| The new broadband age is here
and computers all over the world are now easily accessible from home.
It is possible to access the Internet from wherever you are through
wireless LAN in train stations, restaurants, on street corners, or
from cellular phones. At the same time, enterprises must cope with
changes in the social environment brought about by measures such as
the "Personal Information Protection Law" and "SOX Act (*1)." The
focus of enterprise management has shifted from tangible to intellectual
assets, and an even greater reliance on IT technology is anticipated.
Ricoh has long provided imaging devices for offices, including copying machines, printers and facsimiles. At the same time, we have continued to support our customers' paper-based work styles. During the past decade, many office tasks have come to be managed on personal computers -- such tasks as document preparation, schedule management and mail. Now, we are in the "Web2.0" age and have experienced a significant evolution of the office environment and work styles.

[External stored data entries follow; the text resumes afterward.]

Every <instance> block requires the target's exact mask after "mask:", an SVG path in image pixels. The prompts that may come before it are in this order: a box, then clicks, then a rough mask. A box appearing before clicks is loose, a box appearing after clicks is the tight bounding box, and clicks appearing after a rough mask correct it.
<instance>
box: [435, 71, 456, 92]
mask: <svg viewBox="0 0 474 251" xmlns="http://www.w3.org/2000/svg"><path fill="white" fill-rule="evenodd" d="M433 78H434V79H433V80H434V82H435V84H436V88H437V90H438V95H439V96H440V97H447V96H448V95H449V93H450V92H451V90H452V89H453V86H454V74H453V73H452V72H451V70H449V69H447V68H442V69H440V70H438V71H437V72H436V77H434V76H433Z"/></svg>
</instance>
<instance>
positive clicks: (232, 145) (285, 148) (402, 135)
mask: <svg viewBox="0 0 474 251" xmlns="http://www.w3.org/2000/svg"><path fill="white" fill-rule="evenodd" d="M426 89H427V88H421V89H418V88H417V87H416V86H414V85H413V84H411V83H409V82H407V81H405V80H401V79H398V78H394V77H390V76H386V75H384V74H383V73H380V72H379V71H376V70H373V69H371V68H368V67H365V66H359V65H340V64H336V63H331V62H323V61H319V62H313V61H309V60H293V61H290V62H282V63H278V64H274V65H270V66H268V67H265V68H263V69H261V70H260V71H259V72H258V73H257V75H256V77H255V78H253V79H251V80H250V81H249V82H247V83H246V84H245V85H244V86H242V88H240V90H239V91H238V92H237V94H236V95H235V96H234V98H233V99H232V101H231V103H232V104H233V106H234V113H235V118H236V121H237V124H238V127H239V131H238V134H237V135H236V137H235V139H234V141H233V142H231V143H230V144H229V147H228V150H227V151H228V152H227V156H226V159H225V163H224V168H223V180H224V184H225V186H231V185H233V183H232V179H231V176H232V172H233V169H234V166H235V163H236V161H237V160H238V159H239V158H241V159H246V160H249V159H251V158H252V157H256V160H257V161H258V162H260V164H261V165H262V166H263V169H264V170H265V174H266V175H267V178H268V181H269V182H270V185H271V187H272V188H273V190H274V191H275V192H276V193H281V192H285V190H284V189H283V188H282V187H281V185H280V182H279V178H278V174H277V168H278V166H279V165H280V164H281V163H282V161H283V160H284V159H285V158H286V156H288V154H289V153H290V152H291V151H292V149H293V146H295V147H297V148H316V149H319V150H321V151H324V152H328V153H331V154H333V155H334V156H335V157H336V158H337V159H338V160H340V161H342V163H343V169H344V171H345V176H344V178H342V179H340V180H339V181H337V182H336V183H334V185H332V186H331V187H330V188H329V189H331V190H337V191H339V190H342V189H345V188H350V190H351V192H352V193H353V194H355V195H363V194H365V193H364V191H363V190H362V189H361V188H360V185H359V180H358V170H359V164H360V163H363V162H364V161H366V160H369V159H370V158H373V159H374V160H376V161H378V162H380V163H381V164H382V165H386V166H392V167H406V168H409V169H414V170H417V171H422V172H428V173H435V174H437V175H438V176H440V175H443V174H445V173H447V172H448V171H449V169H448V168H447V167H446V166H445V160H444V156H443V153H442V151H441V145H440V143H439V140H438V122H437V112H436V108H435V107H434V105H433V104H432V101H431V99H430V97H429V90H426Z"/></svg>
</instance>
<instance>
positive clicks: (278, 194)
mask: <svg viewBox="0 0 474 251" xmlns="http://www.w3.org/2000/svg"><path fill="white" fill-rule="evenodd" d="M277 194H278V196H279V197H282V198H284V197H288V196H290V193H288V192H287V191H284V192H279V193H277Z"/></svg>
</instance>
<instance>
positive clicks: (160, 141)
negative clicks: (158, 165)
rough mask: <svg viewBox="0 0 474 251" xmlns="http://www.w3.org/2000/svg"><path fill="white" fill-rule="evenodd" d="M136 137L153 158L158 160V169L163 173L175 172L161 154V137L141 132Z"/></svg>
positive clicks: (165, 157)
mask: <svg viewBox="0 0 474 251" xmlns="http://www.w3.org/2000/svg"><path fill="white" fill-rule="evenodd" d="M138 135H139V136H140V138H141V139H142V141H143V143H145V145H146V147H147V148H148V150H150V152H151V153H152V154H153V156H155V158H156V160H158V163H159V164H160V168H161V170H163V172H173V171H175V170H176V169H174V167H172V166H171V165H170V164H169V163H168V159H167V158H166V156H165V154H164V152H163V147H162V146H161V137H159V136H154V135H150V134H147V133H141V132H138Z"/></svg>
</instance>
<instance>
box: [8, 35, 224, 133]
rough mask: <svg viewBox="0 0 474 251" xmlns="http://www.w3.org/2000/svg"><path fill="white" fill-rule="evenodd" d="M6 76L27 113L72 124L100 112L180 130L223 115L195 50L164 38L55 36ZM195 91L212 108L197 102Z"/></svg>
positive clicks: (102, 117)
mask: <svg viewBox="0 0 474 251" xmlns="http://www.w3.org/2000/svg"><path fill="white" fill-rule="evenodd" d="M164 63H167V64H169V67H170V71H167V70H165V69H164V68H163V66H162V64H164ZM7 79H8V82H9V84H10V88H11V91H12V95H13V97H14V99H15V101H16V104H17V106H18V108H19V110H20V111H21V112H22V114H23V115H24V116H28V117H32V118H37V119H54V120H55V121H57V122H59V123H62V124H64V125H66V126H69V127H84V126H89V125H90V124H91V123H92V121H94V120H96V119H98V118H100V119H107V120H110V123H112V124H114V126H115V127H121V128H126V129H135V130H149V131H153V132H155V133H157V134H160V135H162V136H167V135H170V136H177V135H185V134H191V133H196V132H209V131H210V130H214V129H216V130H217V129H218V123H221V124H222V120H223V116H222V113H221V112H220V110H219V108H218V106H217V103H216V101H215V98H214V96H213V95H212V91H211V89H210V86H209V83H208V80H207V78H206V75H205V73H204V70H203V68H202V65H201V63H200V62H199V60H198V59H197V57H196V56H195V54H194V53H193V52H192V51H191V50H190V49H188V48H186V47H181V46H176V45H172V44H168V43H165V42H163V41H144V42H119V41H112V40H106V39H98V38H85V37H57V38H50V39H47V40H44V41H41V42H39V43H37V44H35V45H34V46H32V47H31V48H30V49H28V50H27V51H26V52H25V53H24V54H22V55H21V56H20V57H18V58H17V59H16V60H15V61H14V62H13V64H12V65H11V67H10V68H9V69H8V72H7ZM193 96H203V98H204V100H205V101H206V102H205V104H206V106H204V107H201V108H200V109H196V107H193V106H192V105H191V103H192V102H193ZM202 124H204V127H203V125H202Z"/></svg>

Ricoh's imaging devices took on various essential office functions, such as copier, printer, facsimile and scanner. Eventually, many of these functions were merged into color digital multifunction machines connected directly to the network. Ricoh continues to be dedicated to supporting office work styles in all their various environments, integrating paper and electronic document management systems into surrounding systems as well as the Internet.
Our target is work style innovation, through skillful use of leading edge IT technology combined with traditional excellence in paper document management. The goal is to support improved customer productivity and knowledge creation, anytime, anywhere in a ubiquitous environment.
 Expansion of values provided by Ricoh
Our position is to create value for our customers working in their ubiquitous environments by providing them with increased productivity and assistance in their knowledge work, in particular the transformation of information into knowledge and the pro-active use of that knowledge.
Transformation of information into knowledge includes multimedia information, i.e. text, images, audio, video. Pro-active knowledge use requires a system which collects knowledge from various work styles and allows the user to easily re-use that knowledge.
All of this requires an open technology, so that Ricoh products can interoperate with those from other manufacturers. By providing an appliance-like ease of use, customers will find it easy to use the services in our products. At the same time, today's ubiquitous environment demands a strong, secure system.
 Values provided by Ricoh in the ubiquitous and universal office
To create a system most suitable to our customers' needs, we are working to methodically analyze their requirements and design architectures. That will enable the smooth integration of all products, service and technologies, even those outside of Ricoh, which is suitable for the Web age.
*1: SOX Act (Sarbanes-Oxley Act) was enacted by the U.S. government to reform enterprises in response to high-profile accounting scandals in the U.S. enterprises. It went into effect in July 2002, establishing a process of internal control and decision, introduction and inspection of administrative regulations relative to financial reports.